Gene duplication of the SULTR family in each species was identified using the ‘duplicate_gene_classifier’ script in the Multiple Collinearity Scan Toolkit (MCScanX) with an e-value of 1 × 1010 [29]. Comparative genome analysis was performed by using the MCScanX toolkit. The synteny analysis of the SULTR family in the 10 genomes was also conducted. All 10 representative genome annotation files were downloaded from Ensembl Plants (https://plants.ensembl.org/index.html, accessed on 20 March 2021). The chromosomal location of all the SULTRs was determined based on the genome annotation GFF3 files (https://plants.ensembl.org/index.html, accessed on 20 March 2021).
The orthogroup was identified using OrthoFinder v2 with a cut-off e-value of 1 × 103 [30]. STAG and STRID algorithms were used to rebuild the phylogenetic tree of the selected species based on the detected orthogroup. DnaSP 6.0 was used to generate the value of Tajima’s D in each orthogroup [31].
All cDNA and protein sequences were aligned by the “ParaAT.pl” script in ParaAT2.0 software with muscle blast analysis [32]. The nonsynonymous substitution ratios (Ka) and synonymous substitution ratios (Ks) of the duplicated gene pairs. together with their ratio. were analyzed using KaKs_Calculator2.0 software [33]. To investigate the divergence time between each duplicated gene pair, the genetic distances were calculated and compared based on the amino acid sequences using MEGA 7.0. Moreover, the selective forces on the orthogroups of SULTRs were calculated by Tajima’s D value with Dnasp 6.0 [29,34].
The synteny relations of B. distachyon, H. vulgare, O. sativa ssp. indica, O. sativa ssp. japonica, O. barthii, O. glabbermia, O. rufipogon, S. bicolor, S. italica and Z. mays were analyzed by using the Multiple Collinearity Scan toolkit X version (MCScan X) [29]. Then, the micro-syntenic pairs of the SULTRs family among the 10 genomes were constructed by TBtools.

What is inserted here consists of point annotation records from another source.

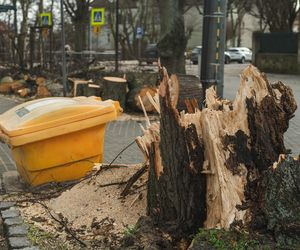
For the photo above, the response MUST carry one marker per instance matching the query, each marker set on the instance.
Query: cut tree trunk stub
(281, 200)
(207, 167)
(115, 88)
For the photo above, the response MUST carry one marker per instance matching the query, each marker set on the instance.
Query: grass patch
(130, 231)
(220, 239)
(44, 240)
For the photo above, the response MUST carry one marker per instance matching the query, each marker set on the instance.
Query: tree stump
(115, 88)
(207, 168)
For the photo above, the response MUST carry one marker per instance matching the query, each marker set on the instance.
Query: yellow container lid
(36, 116)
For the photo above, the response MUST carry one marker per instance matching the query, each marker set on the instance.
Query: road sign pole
(64, 71)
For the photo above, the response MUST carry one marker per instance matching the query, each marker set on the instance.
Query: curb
(15, 231)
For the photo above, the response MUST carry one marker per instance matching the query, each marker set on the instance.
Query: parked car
(198, 51)
(239, 54)
(195, 53)
(151, 53)
(227, 58)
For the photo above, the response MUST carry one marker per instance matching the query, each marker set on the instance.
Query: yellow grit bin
(57, 139)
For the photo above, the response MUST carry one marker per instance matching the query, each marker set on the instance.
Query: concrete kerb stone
(19, 230)
(6, 205)
(10, 213)
(29, 248)
(13, 221)
(15, 229)
(19, 242)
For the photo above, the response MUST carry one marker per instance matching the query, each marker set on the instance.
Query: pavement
(122, 133)
(120, 148)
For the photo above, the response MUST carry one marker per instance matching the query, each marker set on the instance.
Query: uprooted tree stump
(211, 168)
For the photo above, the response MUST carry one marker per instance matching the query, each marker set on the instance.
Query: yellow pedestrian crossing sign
(97, 29)
(46, 19)
(97, 16)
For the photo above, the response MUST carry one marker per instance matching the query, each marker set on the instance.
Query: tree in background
(173, 40)
(278, 16)
(236, 10)
(132, 14)
(78, 10)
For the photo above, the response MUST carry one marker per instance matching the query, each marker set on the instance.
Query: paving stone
(30, 248)
(12, 181)
(13, 221)
(6, 204)
(18, 242)
(19, 230)
(10, 213)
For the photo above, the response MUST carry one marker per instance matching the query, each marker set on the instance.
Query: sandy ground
(92, 211)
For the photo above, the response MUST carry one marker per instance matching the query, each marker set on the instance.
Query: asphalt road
(120, 134)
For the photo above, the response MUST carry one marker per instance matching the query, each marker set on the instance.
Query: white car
(240, 54)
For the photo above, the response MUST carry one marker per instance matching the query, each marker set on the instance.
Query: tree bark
(207, 168)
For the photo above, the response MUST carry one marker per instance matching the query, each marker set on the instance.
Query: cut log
(40, 81)
(206, 168)
(15, 86)
(115, 88)
(133, 98)
(42, 92)
(24, 92)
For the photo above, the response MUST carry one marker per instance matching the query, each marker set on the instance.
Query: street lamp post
(213, 45)
(117, 38)
(64, 72)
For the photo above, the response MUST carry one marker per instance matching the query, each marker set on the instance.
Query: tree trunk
(173, 42)
(207, 168)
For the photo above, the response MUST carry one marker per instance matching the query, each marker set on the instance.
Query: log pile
(26, 87)
(213, 168)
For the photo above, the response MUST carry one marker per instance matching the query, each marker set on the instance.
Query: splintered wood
(221, 151)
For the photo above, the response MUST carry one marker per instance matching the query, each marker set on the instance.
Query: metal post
(64, 72)
(213, 45)
(117, 37)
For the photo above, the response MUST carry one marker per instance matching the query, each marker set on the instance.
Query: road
(119, 134)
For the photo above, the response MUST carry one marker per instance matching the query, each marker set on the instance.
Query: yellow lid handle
(4, 138)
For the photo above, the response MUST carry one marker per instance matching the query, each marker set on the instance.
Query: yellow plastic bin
(57, 139)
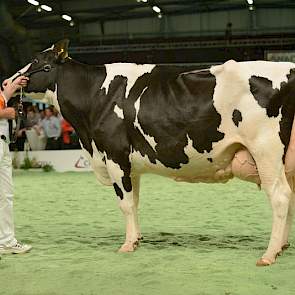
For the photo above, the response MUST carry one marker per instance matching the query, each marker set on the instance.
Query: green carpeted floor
(198, 239)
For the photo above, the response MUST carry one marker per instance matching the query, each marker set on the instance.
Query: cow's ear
(61, 50)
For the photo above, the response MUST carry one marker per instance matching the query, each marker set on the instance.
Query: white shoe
(18, 248)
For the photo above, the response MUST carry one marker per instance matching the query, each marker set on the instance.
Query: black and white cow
(191, 125)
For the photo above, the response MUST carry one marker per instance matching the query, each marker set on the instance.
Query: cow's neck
(77, 85)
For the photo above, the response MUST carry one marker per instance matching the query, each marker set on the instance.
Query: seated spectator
(67, 130)
(52, 129)
(33, 117)
(70, 139)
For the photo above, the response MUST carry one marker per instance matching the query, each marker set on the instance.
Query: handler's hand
(9, 113)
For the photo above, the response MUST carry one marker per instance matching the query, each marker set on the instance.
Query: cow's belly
(210, 167)
(98, 165)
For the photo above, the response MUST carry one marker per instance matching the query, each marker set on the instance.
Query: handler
(8, 242)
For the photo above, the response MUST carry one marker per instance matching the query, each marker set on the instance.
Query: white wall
(244, 22)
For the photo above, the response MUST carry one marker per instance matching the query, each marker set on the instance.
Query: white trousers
(6, 197)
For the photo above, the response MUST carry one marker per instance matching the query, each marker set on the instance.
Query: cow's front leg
(123, 187)
(135, 179)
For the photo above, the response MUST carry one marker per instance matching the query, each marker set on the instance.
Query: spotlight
(66, 17)
(33, 2)
(156, 9)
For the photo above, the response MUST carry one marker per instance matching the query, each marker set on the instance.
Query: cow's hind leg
(274, 182)
(291, 211)
(123, 187)
(135, 187)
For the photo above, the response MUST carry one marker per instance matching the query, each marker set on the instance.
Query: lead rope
(20, 113)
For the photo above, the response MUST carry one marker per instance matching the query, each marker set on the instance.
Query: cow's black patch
(173, 108)
(118, 191)
(237, 117)
(276, 101)
(266, 96)
(126, 180)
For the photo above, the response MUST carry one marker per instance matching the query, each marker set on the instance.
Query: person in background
(8, 242)
(52, 129)
(67, 130)
(33, 117)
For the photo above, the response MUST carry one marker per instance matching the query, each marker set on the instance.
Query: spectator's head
(30, 111)
(48, 112)
(55, 111)
(36, 109)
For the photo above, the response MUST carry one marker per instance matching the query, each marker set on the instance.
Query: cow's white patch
(149, 139)
(119, 112)
(232, 83)
(51, 98)
(20, 72)
(131, 71)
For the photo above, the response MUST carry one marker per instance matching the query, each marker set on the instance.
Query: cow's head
(42, 72)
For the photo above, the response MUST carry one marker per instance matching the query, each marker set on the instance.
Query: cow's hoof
(263, 262)
(128, 247)
(286, 246)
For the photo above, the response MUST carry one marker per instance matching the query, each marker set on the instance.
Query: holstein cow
(190, 125)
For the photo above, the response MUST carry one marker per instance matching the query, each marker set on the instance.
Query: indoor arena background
(199, 239)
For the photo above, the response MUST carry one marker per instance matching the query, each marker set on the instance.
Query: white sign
(62, 160)
(288, 56)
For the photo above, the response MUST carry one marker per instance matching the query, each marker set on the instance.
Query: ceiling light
(46, 7)
(156, 9)
(66, 17)
(33, 2)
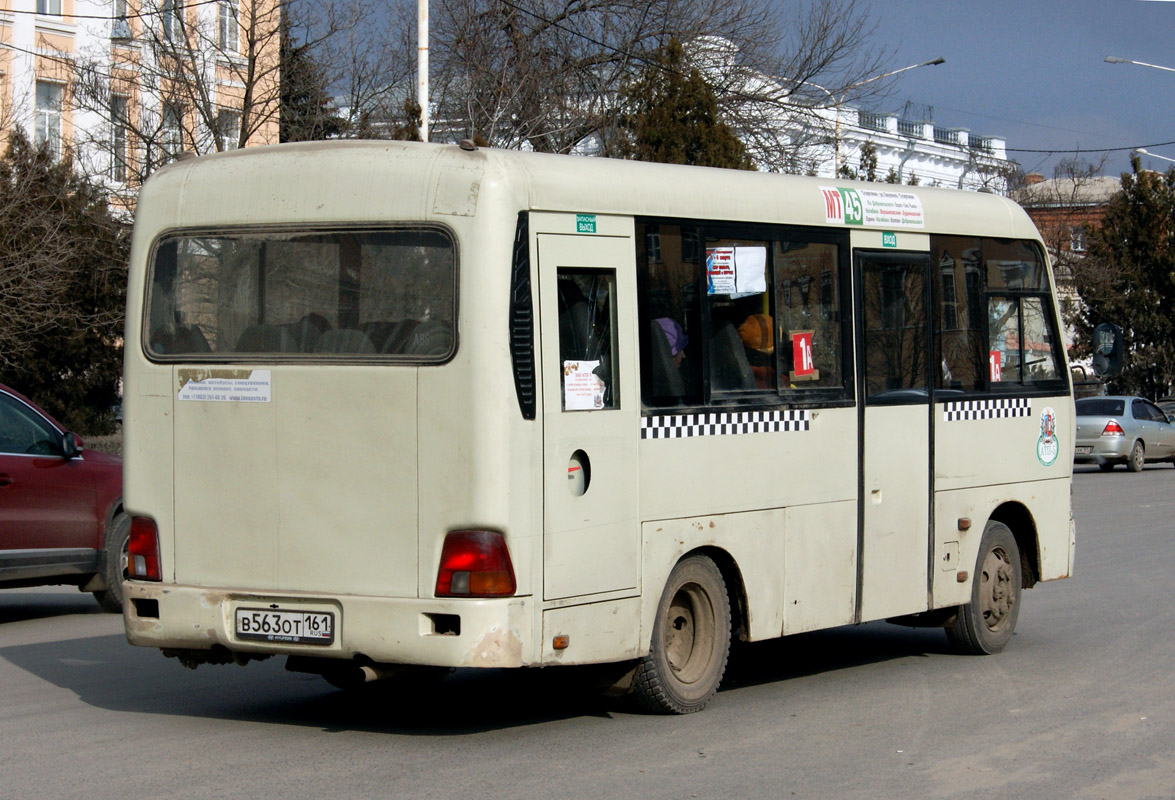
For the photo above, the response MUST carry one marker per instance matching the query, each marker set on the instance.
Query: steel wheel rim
(690, 624)
(996, 593)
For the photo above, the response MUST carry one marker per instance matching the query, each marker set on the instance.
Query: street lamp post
(1140, 150)
(840, 100)
(422, 65)
(1114, 59)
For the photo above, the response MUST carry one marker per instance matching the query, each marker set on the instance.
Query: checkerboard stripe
(683, 425)
(989, 409)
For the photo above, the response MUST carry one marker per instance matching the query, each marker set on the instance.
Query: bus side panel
(820, 582)
(597, 632)
(697, 475)
(754, 540)
(955, 551)
(148, 488)
(981, 448)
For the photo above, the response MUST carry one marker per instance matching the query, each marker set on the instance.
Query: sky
(1034, 73)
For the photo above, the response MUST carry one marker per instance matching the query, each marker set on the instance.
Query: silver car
(1122, 430)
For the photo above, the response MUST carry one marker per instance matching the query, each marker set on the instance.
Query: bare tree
(62, 286)
(202, 75)
(548, 74)
(1061, 210)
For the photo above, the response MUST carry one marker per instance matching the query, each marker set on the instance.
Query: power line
(128, 15)
(1086, 149)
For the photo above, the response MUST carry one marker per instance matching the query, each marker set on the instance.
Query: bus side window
(586, 340)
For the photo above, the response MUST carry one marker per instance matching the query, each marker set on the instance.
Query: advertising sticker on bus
(801, 357)
(583, 390)
(1048, 445)
(993, 364)
(872, 208)
(736, 270)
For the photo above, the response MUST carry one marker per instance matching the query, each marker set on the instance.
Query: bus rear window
(322, 295)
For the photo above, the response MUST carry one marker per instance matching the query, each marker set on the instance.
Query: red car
(61, 518)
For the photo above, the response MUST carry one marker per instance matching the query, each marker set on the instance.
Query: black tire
(1137, 458)
(114, 563)
(985, 625)
(691, 640)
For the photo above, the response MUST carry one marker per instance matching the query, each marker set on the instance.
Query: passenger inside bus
(759, 342)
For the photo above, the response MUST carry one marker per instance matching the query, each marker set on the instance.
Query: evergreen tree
(673, 118)
(868, 168)
(1128, 277)
(307, 112)
(62, 288)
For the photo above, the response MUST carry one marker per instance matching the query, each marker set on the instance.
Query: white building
(125, 86)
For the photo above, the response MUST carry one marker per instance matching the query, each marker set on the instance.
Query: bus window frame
(300, 358)
(1047, 296)
(817, 397)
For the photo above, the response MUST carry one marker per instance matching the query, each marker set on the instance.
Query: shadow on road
(21, 605)
(107, 673)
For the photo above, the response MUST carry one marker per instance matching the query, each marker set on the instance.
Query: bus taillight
(475, 564)
(142, 550)
(1113, 429)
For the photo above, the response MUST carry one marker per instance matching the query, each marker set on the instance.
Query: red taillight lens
(142, 551)
(1113, 429)
(475, 564)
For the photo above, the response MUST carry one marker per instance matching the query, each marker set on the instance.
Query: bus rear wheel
(691, 640)
(985, 625)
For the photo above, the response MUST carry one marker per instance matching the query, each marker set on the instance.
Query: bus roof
(387, 179)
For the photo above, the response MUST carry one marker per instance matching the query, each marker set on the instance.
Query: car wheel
(985, 625)
(114, 563)
(691, 640)
(1137, 458)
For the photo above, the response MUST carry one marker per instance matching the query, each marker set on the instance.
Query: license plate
(299, 627)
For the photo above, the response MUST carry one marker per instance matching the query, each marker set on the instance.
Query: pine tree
(1128, 277)
(307, 112)
(62, 288)
(673, 118)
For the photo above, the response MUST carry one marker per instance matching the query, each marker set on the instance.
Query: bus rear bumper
(432, 632)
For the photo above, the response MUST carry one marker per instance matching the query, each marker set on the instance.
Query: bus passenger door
(893, 369)
(591, 424)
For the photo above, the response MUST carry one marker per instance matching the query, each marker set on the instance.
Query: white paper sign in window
(736, 270)
(583, 390)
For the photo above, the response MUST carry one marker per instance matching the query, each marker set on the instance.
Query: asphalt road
(1081, 705)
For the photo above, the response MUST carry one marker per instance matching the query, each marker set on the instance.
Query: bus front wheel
(985, 625)
(691, 640)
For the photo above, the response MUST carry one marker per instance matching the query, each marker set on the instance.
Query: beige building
(123, 86)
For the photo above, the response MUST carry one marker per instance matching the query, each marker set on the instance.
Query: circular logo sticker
(1048, 446)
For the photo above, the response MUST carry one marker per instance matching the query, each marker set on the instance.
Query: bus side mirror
(1107, 350)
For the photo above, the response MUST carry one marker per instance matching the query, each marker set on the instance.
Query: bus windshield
(306, 295)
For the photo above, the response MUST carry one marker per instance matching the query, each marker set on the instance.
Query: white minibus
(397, 405)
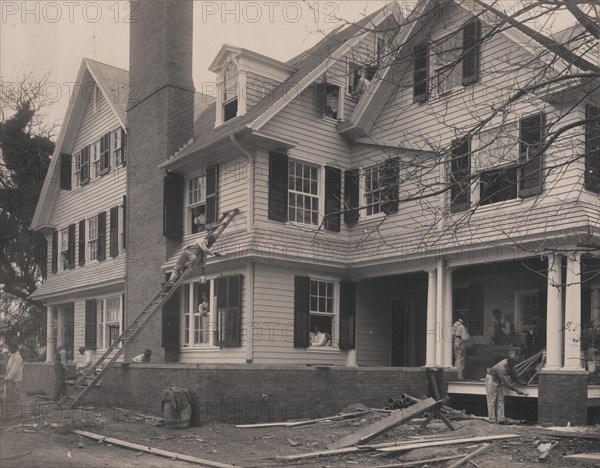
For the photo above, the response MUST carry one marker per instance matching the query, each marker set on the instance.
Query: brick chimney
(160, 116)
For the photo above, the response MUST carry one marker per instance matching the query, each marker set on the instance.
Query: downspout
(248, 334)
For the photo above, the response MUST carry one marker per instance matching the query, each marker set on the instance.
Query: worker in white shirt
(460, 335)
(14, 374)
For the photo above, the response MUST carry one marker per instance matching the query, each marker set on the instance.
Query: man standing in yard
(460, 335)
(198, 251)
(14, 374)
(501, 375)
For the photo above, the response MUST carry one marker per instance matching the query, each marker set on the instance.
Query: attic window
(230, 92)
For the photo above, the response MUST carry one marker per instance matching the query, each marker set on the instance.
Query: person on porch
(501, 375)
(460, 335)
(197, 251)
(502, 335)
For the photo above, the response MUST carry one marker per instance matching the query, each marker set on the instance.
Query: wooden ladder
(84, 384)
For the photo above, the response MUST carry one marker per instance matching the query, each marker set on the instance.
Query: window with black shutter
(229, 311)
(101, 252)
(54, 251)
(173, 205)
(592, 149)
(212, 177)
(471, 52)
(460, 174)
(105, 154)
(278, 186)
(351, 195)
(301, 311)
(114, 231)
(91, 329)
(71, 247)
(333, 198)
(347, 315)
(531, 136)
(81, 243)
(66, 162)
(421, 72)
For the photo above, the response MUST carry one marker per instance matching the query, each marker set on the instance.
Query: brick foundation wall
(562, 398)
(234, 393)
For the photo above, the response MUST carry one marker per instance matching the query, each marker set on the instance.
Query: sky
(45, 36)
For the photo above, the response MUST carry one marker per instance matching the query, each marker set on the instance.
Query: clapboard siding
(274, 313)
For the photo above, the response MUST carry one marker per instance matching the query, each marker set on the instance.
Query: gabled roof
(310, 65)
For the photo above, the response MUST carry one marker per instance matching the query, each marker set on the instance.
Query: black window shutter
(278, 186)
(54, 251)
(592, 148)
(71, 248)
(391, 177)
(347, 315)
(90, 324)
(301, 311)
(212, 182)
(66, 161)
(123, 147)
(124, 240)
(460, 172)
(471, 52)
(421, 72)
(174, 186)
(101, 251)
(114, 231)
(476, 305)
(531, 135)
(229, 302)
(351, 180)
(333, 198)
(170, 322)
(82, 242)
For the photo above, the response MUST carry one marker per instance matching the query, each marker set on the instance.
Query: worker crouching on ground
(196, 252)
(144, 357)
(501, 375)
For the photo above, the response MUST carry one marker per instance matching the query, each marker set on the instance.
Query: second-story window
(230, 92)
(303, 198)
(93, 238)
(196, 204)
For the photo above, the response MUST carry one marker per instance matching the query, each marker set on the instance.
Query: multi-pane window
(230, 92)
(447, 53)
(196, 203)
(64, 247)
(322, 312)
(92, 250)
(196, 315)
(303, 199)
(109, 317)
(374, 188)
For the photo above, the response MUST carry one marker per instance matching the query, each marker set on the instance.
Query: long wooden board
(380, 427)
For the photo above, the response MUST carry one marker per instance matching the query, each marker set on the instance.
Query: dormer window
(230, 92)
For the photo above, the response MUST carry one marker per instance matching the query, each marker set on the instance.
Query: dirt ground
(37, 435)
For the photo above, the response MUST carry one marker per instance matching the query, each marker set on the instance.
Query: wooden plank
(380, 427)
(469, 456)
(438, 443)
(153, 451)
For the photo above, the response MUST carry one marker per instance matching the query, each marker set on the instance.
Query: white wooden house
(342, 221)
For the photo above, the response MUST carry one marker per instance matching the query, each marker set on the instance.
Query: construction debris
(153, 451)
(380, 427)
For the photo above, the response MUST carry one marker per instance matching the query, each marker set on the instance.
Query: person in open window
(197, 252)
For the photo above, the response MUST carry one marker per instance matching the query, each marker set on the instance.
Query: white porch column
(447, 322)
(430, 360)
(439, 318)
(573, 313)
(554, 322)
(50, 333)
(595, 302)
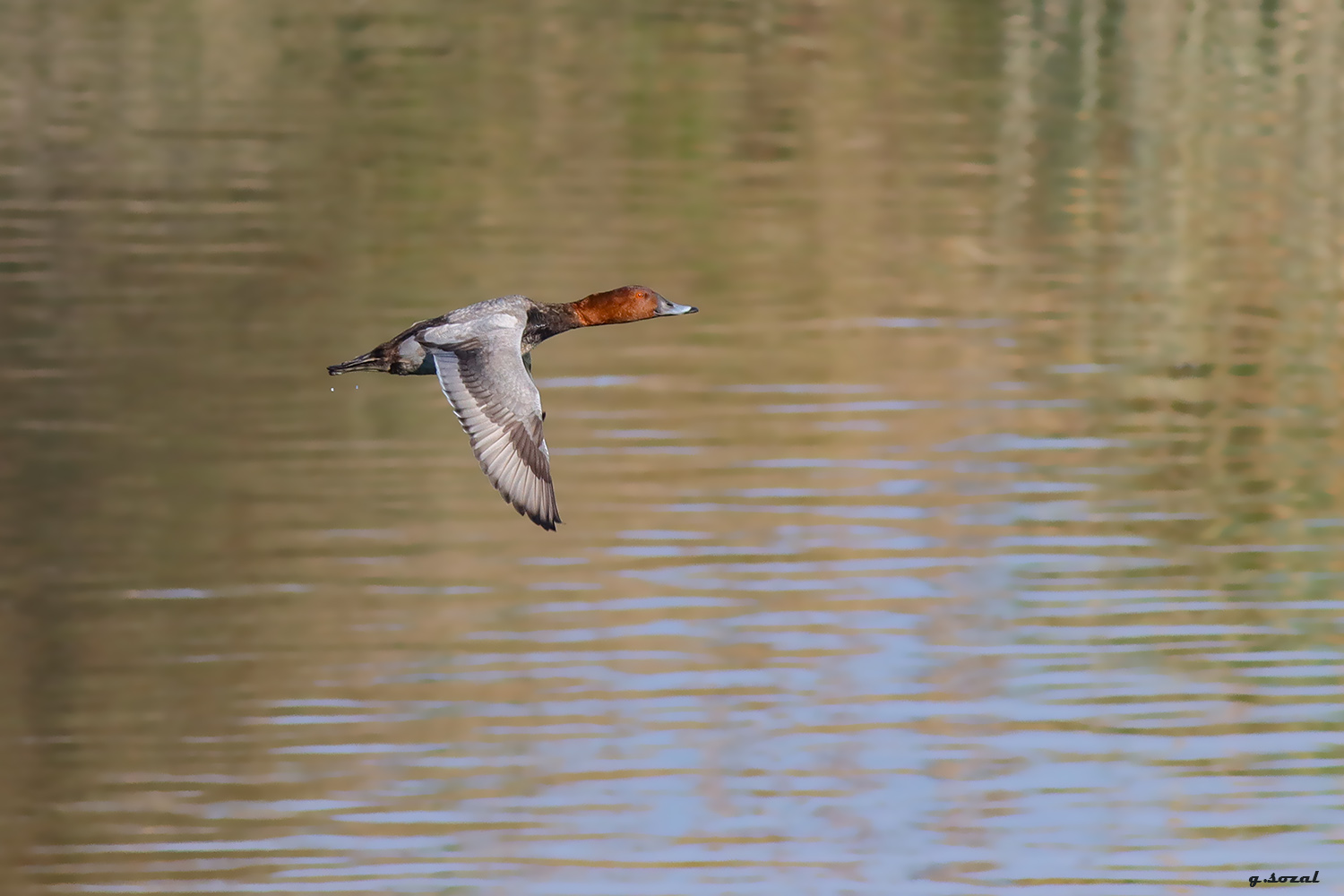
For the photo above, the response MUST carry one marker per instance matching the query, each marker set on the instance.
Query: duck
(483, 358)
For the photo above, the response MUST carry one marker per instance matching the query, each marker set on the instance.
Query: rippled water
(978, 535)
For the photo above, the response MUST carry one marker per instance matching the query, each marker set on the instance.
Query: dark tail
(375, 360)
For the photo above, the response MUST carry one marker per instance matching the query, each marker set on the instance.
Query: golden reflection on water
(978, 533)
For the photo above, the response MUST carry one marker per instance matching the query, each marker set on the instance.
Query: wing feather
(499, 408)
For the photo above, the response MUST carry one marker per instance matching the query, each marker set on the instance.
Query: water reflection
(978, 533)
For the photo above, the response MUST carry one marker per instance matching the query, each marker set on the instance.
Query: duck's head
(626, 304)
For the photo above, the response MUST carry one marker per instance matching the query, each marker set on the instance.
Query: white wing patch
(500, 409)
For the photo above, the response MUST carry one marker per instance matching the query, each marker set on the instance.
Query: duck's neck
(545, 322)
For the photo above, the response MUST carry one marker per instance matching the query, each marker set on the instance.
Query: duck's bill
(667, 309)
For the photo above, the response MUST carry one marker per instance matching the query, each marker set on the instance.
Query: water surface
(978, 535)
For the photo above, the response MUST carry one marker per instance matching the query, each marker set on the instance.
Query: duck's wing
(497, 405)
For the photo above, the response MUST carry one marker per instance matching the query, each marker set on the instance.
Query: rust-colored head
(626, 304)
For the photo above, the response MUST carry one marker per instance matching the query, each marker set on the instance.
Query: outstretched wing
(500, 409)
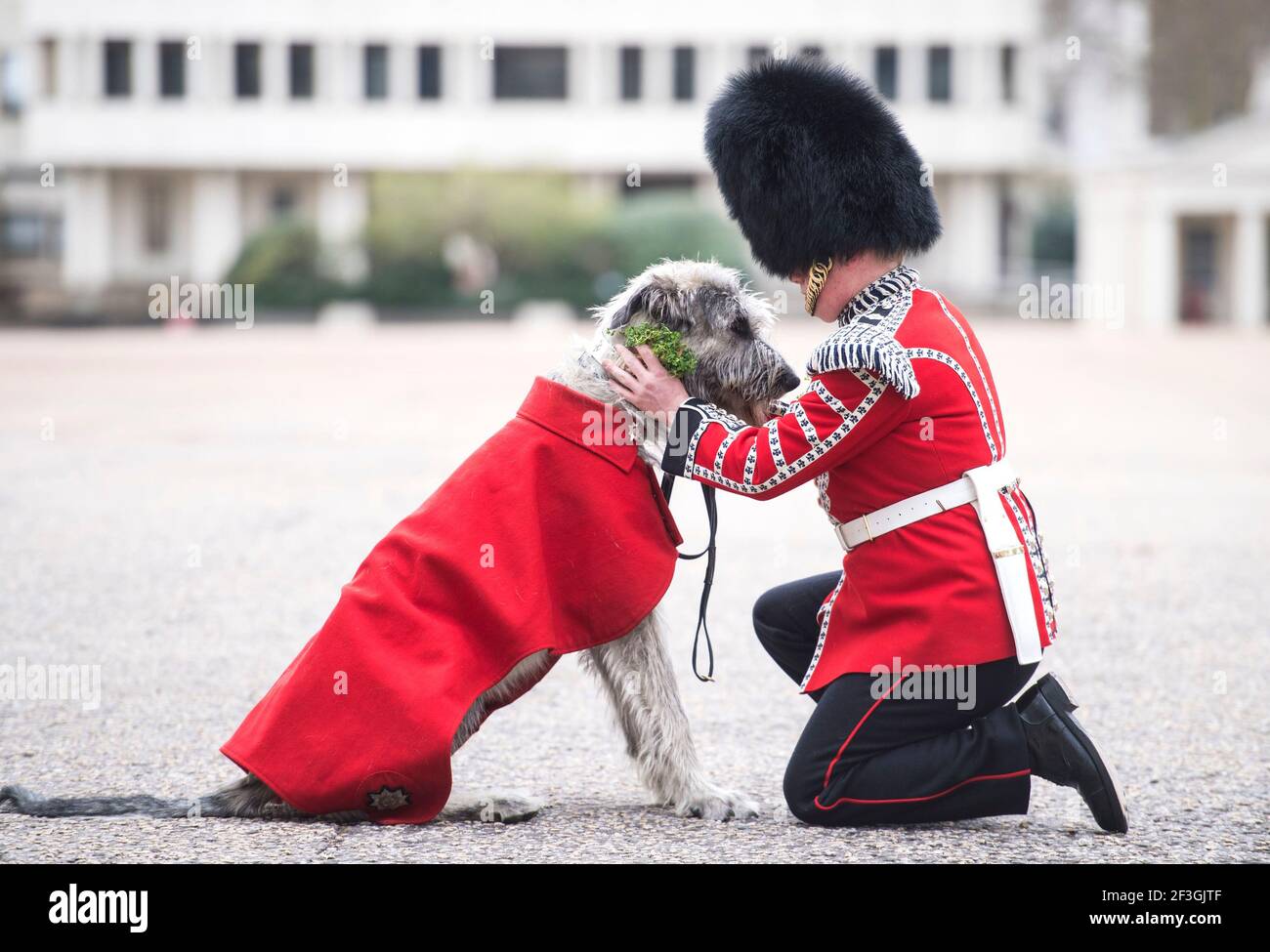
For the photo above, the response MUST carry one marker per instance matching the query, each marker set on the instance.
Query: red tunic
(901, 401)
(553, 534)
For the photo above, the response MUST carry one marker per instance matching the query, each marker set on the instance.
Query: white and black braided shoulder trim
(867, 347)
(867, 337)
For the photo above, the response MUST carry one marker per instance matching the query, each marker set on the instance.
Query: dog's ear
(727, 311)
(635, 304)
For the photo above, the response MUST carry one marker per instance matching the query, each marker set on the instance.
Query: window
(939, 74)
(282, 202)
(887, 71)
(430, 71)
(246, 70)
(11, 85)
(685, 72)
(49, 67)
(1007, 72)
(300, 67)
(172, 68)
(29, 235)
(118, 67)
(375, 70)
(531, 72)
(155, 208)
(631, 72)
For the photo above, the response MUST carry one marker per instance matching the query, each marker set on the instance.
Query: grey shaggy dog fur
(727, 326)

2.5. Expression Analysis of SULTR Members in O. sativa ssp. indica

A total of 175 RNA-Seq datasets of different tissues at different developmental stages were downloaded from NCBI sequence read archive (SRA) (Supplementary Table S1). For RNA-Seq analysis, rice genome sequences and annotated gene files were downloaded from MBKbase (http://www.mbkbase.org/rice, accessed on 20 March 2021). Sequencing reads were aligned to R498 genome with TopHat version 2.0.13 [35]. The fragments per kilobase of exon model per million mapped reads (FKPM) method was used to estimate the gene expression using Cufflinks version 2.2.1 [36]. The detailed SRA information is described in the Supplementary Table S1. The average FKPM from the replicates was used in this study. Based on the clustering, the log2 values of the gene expression levels were used to create a heatmap, representing the relative expression of the 12 SULTR genes at different developmental stages.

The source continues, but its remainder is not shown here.